Receiving events (without WebSocket)

Without a WebSocket, you have two options for receiving events:

  • Webhook URL — Set webhook_url on your agent. Nod will POST events (user messages, decision resolutions) to your URL automatically.
  • Polling — Periodically check for due tasks and pending triggers. Less ideal for messages/decisions since there's latency.
// Poll for due tasks
GET /api/agent/tasks/due

// Poll for queued webhook events
GET /api/agent/tasks/triggers/pending

When to use REST only

  • Serverless functions (Lambda, Cloud Functions) that can't hold a connection
  • Cron jobs that run periodically
  • Simple fire-and-forget messages or alerts
  • Prototyping — start with REST + webhook, add WebSocket later

Webhooks

Webhooks work in two directions:

Outbound: Nod → Your agent

When your agent doesn't have an active WebSocket, Nod delivers events to the webhook_url you configured on your agent. The same events that would be pushed via WebSocket are instead POSTed to your URL.

Set it when creating or updating the agent:

POST /api/agents
{ "name": "My Agent", "avatar": "robot", "webhook_url": "https://my-server.com/nod-events" }

Nod retries failed deliveries with exponential backoff (up to 3 attempts).

Inbound: External → Nod

Event-triggered tasks expose a public URL. External services (GitHub, Stripe, monitoring tools) call this URL to trigger task runs:

POST https://api.asknod.ai/webhook/{trigger_id}
{ "action": "push", "ref": "refs/heads/main", ... }

If your agent is online (WebSocket), the trigger is pushed instantly as a task_trigger event. If offline, it's queued and available when the agent polls GET /api/agent/tasks/triggers/pending.

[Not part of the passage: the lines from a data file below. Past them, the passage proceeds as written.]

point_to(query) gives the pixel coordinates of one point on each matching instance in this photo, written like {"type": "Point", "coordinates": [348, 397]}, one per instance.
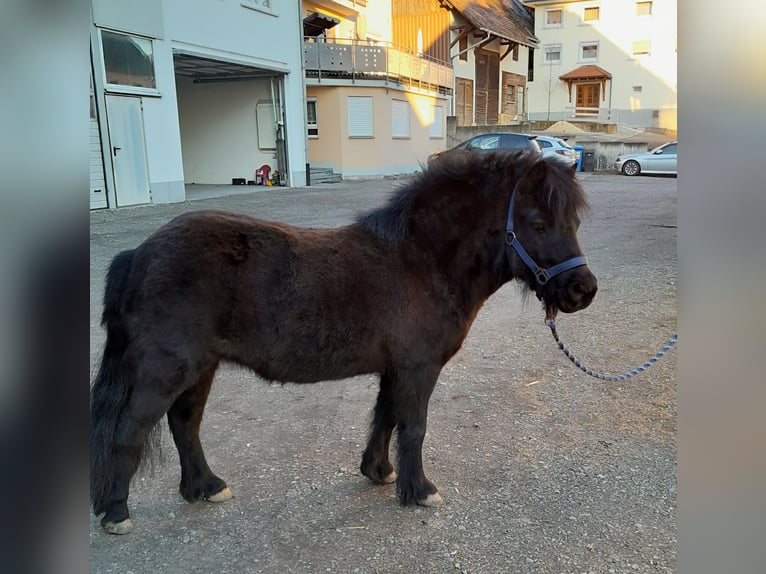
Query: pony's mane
{"type": "Point", "coordinates": [476, 174]}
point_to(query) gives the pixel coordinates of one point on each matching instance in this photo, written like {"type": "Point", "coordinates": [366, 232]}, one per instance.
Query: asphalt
{"type": "Point", "coordinates": [543, 469]}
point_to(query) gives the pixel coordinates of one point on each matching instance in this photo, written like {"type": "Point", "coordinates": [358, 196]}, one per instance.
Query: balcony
{"type": "Point", "coordinates": [327, 61]}
{"type": "Point", "coordinates": [601, 115]}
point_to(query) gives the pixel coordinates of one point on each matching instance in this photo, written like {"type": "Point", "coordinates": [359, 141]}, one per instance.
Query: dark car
{"type": "Point", "coordinates": [494, 141]}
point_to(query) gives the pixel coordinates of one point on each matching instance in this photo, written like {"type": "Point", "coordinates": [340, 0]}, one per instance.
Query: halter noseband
{"type": "Point", "coordinates": [542, 275]}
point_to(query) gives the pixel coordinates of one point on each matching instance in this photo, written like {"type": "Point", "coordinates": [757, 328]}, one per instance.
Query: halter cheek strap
{"type": "Point", "coordinates": [542, 275]}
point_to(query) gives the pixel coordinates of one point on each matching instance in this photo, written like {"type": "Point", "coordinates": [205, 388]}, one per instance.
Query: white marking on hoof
{"type": "Point", "coordinates": [221, 496]}
{"type": "Point", "coordinates": [390, 478]}
{"type": "Point", "coordinates": [123, 527]}
{"type": "Point", "coordinates": [432, 500]}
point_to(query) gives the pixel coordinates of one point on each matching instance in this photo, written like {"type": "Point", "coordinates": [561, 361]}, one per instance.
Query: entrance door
{"type": "Point", "coordinates": [587, 99]}
{"type": "Point", "coordinates": [128, 150]}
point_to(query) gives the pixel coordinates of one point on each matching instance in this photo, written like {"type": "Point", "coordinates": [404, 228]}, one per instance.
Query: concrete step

See Webhooks API reference for delivery format, retry policies, and deduplication details.

Choosing a connection strategy

ScenarioSend eventsReceive events
Claude Code / always-on agentWebSocketWebSocket (real-time)
CrewAI / LangChain server agentWebSocket or RESTWebSocket + webhook for triggers
n8n / workflow automationREST (HTTP Request node)Webhook URL (n8n webhook trigger)
Serverless functionRESTWebhook URL
Simple monitoring scriptREST (fire-and-forget)Not needed

Combine methods freely

You can send via REST and have a WebSocket open at the same time. Everything your agent sends (via either channel) shows up in the app. And events from users are delivered through whichever channel is available — WebSocket first, then webhook.